Ann Louise Whitehouse, Brookfield (QLD) – April 2019
Wonderful hike and cultural experience. I loved the ryokans – where the owners where so welcoming and provided amazing food that we had never seen or eaten before. The hike was just enough to challenge us but not overwhelm us. The guide who met us at the beginning of the walk was very helpful. Everything went to plan. The cherry blossoms were an added bonus we didn’t expect.
Margaret Taborda, Glebe (NSW) – April 2019
Walking the Nakasendo Way was more than I expected. The scenery was magical, the towns full of history and allowed us the opportunity to immerse ourselves in traditional Japanese culture. Would highly recommend this walk.
Lorna Pontin, Mount Martha (VIC) – November 2018
This wonderful Japanese trek was unique because of the combination of culture, food, ryokan accommodation, scenery and the wonderful Japanese people.

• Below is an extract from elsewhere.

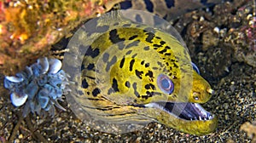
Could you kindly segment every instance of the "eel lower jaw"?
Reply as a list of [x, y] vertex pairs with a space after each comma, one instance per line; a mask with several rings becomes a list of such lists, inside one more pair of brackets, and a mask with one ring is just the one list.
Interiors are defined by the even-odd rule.
[[173, 117], [187, 121], [212, 120], [213, 114], [207, 112], [200, 104], [190, 102], [152, 102], [145, 107], [158, 108]]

Frieda, NSW – November 2018
Loved the variety of ryokans, cuisine and cultural experiences, the beauty of the autumn foliage and scenery, and friendliness of the locals. Ukky, our local contact, was so helpful and responsive. He always made sure that in spite of the luggage hassles, we were having a good time and not letting that spoil our trip. We were so grateful to Sakai in Daikokuya, Masa in Nagataki and Masabi in Tsutaya who went above and beyond to show us the best of Japanese hospitality.
Julianne Golby, Clifton Hill (VIC) – October 2018
A lovely walk, well-organised, varied terrain and scenery, great accommodation and brilliant autumn colours.
Richard Ledgar, Peregian Beach (QLD) – October 2018
Highlights of this trip were meeting the 16th generation innkeepers at Ichikawa in Hosokute, and the fabulous food and private tub with a view in Kiso-Fukushima. The food was actually fabulous at all the places we stayed.
Vicki Tyler, Geraldton (WA) – November 2018
Trip was fabulous! We were met at the agreed time and provided good information. The first ryokan was amazing. The hosts met us in the street and were marvellous. The walking was great a mixture of villages, forest, mountains. The autumn colours were unexpected and fabulous.
Wilfredo Valenzuela, California (USA) – November 2018
RAW provided reliable information and arrangements. No big surprises. We enjoyed our hiking trip very much, including the ryokan accommodations.
Bill O’Brien, Mornington (VIC) – August 2018
I stayed in a variety of traditional Japanese inns and ryokans, one over 160 years old, another run by a family who has been providing hospitality for 16 generations. Each dinner was a veritable feast of Japanese culinary tradition, and always with the staple rice and miso soup. One cannot fault Japanese hospitality! At every inn, my hosts were genuinely welcoming, accommodating and friendly.